- Recently, the Ministry of Law and Justice said in response to a PIL filed in 2019 that the implementation of the Uniform Civil Code (UCC), a directive principle under the Constitution (Article 44), is a matter of public policy and that no direction in this regard can be issued by the Court.
- The Centre has requested the Law Commission of India (21st) to undertake examination of various issues relating to UCC and to make recommendations thereof.
- UCC is one that would provide for one law for the entire country, applicable to all religious communities in their personal matters such as marriage, divorce, inheritance, adoption etc.
- Article 44 of the Constitution lays down that the state shall endeavour to secure a UCC for the citizens throughout the territory of India.
- Article 44 is one of the Directive Principles of State Policy (DPSP).
- DPSP as defined in Article 37, are not justiciable (not enforceable by any court) but the principles laid down therein are fundamental in governance.

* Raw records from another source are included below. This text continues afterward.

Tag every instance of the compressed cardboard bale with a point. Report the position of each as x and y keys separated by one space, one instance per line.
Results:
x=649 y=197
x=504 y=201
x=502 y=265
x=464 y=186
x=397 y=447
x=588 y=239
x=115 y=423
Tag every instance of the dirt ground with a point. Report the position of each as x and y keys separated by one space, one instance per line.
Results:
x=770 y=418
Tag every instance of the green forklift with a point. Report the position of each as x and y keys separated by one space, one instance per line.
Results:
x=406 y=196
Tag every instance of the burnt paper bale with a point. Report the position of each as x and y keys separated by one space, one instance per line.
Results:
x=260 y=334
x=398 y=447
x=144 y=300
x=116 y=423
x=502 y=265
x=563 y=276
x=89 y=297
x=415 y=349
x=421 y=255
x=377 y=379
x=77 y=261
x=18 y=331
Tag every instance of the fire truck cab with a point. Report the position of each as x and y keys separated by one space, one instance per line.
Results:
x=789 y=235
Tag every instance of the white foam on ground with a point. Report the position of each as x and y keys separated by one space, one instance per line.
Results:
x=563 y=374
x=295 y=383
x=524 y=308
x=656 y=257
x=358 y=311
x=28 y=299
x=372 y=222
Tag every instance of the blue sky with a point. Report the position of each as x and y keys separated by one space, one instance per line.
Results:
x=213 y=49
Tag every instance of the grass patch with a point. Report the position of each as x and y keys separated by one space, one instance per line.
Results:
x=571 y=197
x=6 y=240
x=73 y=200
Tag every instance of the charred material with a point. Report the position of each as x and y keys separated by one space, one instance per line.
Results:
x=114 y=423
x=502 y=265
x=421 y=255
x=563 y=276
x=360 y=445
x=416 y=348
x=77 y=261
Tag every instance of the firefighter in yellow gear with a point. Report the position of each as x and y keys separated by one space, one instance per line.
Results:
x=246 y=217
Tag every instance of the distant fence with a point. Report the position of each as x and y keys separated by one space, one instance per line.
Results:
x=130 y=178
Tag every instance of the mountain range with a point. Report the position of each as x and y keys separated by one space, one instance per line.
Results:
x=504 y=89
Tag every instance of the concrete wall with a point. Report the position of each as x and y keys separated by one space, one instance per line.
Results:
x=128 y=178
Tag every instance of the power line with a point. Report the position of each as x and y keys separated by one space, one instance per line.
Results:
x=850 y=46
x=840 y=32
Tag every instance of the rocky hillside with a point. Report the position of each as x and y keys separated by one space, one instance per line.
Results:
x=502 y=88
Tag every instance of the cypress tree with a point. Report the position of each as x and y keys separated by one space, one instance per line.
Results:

- Indian laws do follow a uniform code in most civil matters such as Indian Contract Act 1872, Civil Procedure Code, Transfer of Property Act 1882, Partnership Act 1932, Evidence Act, 1872 etc.
- States, however, have made hundreds of amendments and, therefore, in certain matters, there is diversity even under these secular civil laws.
- Recently, several states refused to be governed by the uniform Motor Vehicles Act, 2019.
- The origin of the UCC dates back to colonial India when the British government submitted its report in 1835 stressing the need for uniformity in the codification of Indian law relating to crimes, evidence, and contracts, specifically recommending that personal laws of Hindus and Muslims be kept outside such codification.
- Increase in legislation dealing with personal issues in the far end of British rule forced the government to form the B N Rau Committee to codify Hindu law in 1941.
- Based on these recommendations, a bill was then adopted in 1956 as the Hindu Succession Act to amend and codify the law relating to intestate or unwilled succession, among Hindus, Buddhists, Jains, and Sikhs.
- The government and society will have to work hard to build trust, but more importantly, make common cause with social reformers rather than religious conservatives.
- Rather than an omnibus approach, the government could bring separate aspects such as marriage, adoption, succession and maintenance into a UCC in stages.